THE CUPREDOXIN FOLD: DEFINITION AND ANALYSIS OF THE COMMON CORE STRUCTURE. Michael E.P. Murphy and Elinor T. Adman. Department of Biological Structure, University of Washington, Box 357742, Seattle, WA 98195-7742.

The cupredoxin fold is found in a family of copper containing proteins that include single domain electron transfer proteins and multi-domain multi-subunit enzymes that catalyze a variety of redox reactions including cytochrome c oxidase, nitrite reductase and the blue oxidase family. A method of multiple coordinate superposition was used to compare the three-dimensional structures of members of this family. Equivalent residues were identified by searching for a minimum of four consecutive residues with a r.m.s. deviation from the average coordinates under a defined cut off. The correctness of the alignment was validated by examining main chain hydrogen bonding patterns.
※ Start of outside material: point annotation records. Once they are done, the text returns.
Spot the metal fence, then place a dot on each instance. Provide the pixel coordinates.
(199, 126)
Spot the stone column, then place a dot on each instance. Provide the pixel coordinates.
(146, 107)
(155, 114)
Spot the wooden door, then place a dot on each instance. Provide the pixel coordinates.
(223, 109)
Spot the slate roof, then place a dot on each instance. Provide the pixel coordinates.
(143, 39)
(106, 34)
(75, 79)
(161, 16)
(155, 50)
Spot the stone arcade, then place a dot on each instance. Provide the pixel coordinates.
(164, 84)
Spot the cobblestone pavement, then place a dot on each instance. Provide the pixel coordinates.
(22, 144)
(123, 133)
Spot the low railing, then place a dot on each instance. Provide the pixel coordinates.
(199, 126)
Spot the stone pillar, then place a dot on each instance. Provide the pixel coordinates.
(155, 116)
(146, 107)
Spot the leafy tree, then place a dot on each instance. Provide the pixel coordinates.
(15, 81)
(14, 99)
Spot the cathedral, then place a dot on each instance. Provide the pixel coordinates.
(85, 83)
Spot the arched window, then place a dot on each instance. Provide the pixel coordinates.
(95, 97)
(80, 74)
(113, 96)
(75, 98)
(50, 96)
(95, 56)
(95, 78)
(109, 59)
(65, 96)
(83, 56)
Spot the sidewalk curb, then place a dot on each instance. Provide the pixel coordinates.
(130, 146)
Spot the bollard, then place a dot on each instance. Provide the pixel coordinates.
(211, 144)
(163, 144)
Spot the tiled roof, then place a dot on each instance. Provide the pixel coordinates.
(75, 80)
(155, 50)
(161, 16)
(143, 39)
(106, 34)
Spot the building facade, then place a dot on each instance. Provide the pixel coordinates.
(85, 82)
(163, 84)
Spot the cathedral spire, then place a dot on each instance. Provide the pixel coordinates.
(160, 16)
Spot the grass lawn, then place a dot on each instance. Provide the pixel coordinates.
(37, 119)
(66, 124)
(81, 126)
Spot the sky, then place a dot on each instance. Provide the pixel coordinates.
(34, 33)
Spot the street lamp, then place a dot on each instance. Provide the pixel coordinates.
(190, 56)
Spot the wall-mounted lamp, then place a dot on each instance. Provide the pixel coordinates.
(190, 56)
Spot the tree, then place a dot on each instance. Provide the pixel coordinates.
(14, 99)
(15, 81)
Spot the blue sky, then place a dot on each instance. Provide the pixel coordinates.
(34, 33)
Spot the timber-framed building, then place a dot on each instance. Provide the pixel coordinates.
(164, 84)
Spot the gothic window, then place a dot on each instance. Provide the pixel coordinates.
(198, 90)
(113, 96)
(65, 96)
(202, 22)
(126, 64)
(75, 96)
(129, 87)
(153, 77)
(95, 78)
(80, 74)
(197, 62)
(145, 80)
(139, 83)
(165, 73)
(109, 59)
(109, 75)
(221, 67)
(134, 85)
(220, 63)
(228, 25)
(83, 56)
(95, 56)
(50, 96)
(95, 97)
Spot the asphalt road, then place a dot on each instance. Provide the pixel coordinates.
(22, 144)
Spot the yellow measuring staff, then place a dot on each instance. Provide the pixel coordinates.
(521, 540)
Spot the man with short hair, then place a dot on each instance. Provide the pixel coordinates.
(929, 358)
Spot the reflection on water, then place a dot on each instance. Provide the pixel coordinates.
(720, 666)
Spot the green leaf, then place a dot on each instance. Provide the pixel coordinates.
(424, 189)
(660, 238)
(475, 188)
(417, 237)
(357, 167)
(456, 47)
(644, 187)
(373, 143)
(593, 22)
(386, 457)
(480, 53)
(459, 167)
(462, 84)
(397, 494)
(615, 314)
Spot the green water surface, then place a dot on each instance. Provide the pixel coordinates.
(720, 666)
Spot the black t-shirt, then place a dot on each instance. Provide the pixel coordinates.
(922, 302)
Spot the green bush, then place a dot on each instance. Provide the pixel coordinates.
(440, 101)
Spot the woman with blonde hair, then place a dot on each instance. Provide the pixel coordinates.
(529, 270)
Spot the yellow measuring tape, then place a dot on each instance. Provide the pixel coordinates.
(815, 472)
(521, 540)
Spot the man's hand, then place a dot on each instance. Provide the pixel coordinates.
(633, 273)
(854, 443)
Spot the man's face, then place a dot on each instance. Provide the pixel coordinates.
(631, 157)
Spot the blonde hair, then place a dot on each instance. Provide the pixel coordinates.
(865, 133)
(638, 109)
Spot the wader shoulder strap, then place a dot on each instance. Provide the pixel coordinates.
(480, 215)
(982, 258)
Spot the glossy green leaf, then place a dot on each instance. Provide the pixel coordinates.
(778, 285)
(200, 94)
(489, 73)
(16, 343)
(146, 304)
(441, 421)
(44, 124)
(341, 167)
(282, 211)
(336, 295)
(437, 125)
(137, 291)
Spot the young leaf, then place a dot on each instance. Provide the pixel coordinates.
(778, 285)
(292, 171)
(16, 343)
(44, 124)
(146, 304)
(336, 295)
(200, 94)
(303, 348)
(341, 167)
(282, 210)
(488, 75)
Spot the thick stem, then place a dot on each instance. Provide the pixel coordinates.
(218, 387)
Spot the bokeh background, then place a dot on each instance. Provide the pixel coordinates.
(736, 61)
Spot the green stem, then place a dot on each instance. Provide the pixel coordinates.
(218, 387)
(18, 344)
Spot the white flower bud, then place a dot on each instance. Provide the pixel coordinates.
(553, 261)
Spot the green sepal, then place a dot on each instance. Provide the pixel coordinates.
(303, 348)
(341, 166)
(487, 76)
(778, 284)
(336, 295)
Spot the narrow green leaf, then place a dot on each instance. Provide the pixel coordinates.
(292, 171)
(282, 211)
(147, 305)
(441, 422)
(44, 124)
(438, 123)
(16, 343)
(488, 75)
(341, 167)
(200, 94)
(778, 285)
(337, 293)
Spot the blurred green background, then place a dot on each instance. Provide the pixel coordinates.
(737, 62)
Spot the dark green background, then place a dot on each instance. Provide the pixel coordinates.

A total of 53 alpha carbons (r.m.s. of 1.3 Å) were identified as being equivalent in 23 cupredoxin domains using a cut off of 2.5 Å. The core structure contains both beta-strands and loop regions. None of the helices present in these structures are conserved. A tree was constructed based on positional similarity of the core residue alpha carbons. This tree shows that domains of the multi-domain enzymes are more closely related between enzymes than domains within a single enzyme. Surprisingly, these relationships are independent of the metal content and function of these domains and suggests that domain duplication and differentiation occurred before functional specialization. The structure based tree agrees well with previously published phylogenetic trees. The sequence identity of the equivalent residues between all 23 domains is 19.5%. Despite this low sequence identity the resulting sequence alignment does contain recognizable patterns which may be of use in identifying other members of the structural family including proteins that do not contain copper.